Ma non c’è stato stile
nei fischi, urli e sberleffi che hanno accompagnato tutti gli spostamenti a
Reggio del Capo dello Stato. Fischi anonimi al suo arrivo in tribuna ed al suo
saluto, fischi e urla anche all’indirizzo del Ministro della Difesa. Epiteti
irripetibili e vergognosi erano stati rivolti la sera prima al Capo del
Governo. Sembra che anche gli Alpini comincino a coltivare lo sport più in
voga di questo fine secolo, quello di contestare tutto e tutti.
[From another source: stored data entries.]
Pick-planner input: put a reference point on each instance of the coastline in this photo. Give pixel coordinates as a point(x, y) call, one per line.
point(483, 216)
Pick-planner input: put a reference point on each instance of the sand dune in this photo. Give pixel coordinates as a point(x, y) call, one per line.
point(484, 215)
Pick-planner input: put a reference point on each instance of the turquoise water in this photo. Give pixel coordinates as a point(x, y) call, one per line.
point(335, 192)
Ma forse si
tratta del distratto disprezzo nei confronti dei politici, disprezzo
impolitico, insofferente ed irrispettoso, alla faccia dei grumi di retorica
patriottica di cui si nutre l’uniforme ufficiale del corpo e dei suoi capi.
Gli alpini in Paradiso
Sulla via del ritorno,
nell’inevitabile imbottigliamento per guadagnare l’autostrada, leggo,
incollato ad una vettura, un curioso proclama, uno dei tanti partoriti
dall’inesauribile fantasia alpina: “In Paradiso forse non si beve vino.
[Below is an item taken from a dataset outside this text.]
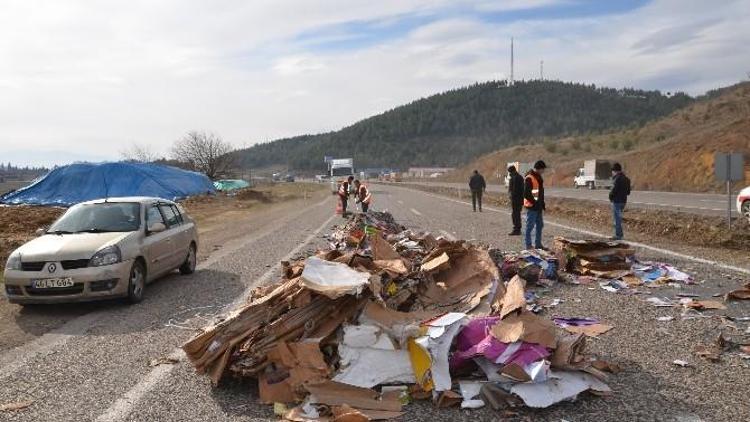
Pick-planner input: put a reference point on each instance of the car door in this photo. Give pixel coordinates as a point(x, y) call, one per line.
point(177, 246)
point(157, 245)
Beviamolo in terra!”. Il binomio vino-alpini non può certo fregiarsi della
carisma dell’originalità; è l’accostamento al Paradiso che mi trova
perplesso. Ripenso alla conclusione insolita di questa adunata, alla protesta
del tricolore ripiegato. Ora qualcuno prenderà dei provvedimenti e si parla
già di espulsione dall’Associazione.
Gli autori del gesto sono
probabilmente alpini che, come tanti, dedicano il proprio tempo libero ad
opere di solidarietà, o a raccogliere fondi per questa o quella azione od
ente benefico, magari iscritti all’Admo e all’Avis, impegnati in opere di
restauro o di difesa dell’ambiente, spesso instancabili organizzatori di
feste per tener vive la cultura e le tradizioni popolari; uomini che si
distinguono per il loro senso civico, che danno vita a luoghi di aggregazione
sociale espressione di quel volontariato civile che rappresenta uno degli
aspetti più nobili e generosi della nostra vita nazionale; Alpini che
esprimono la loro fede in cerimonie precedute dall’alzabandiera dove i veci
riescono ancora a commuoversi e dove spesso vengono commemorati coloro che per
quella bandiera sono caduti; gente pronta a correre dove l’emergenza chiama,
anche fuori del territorio nazionale, incurante delle barriere geografiche e
culturali ...
Sì, gli Alpini ci vanno in Paradiso, anche quelli che ripiegano la bandiera.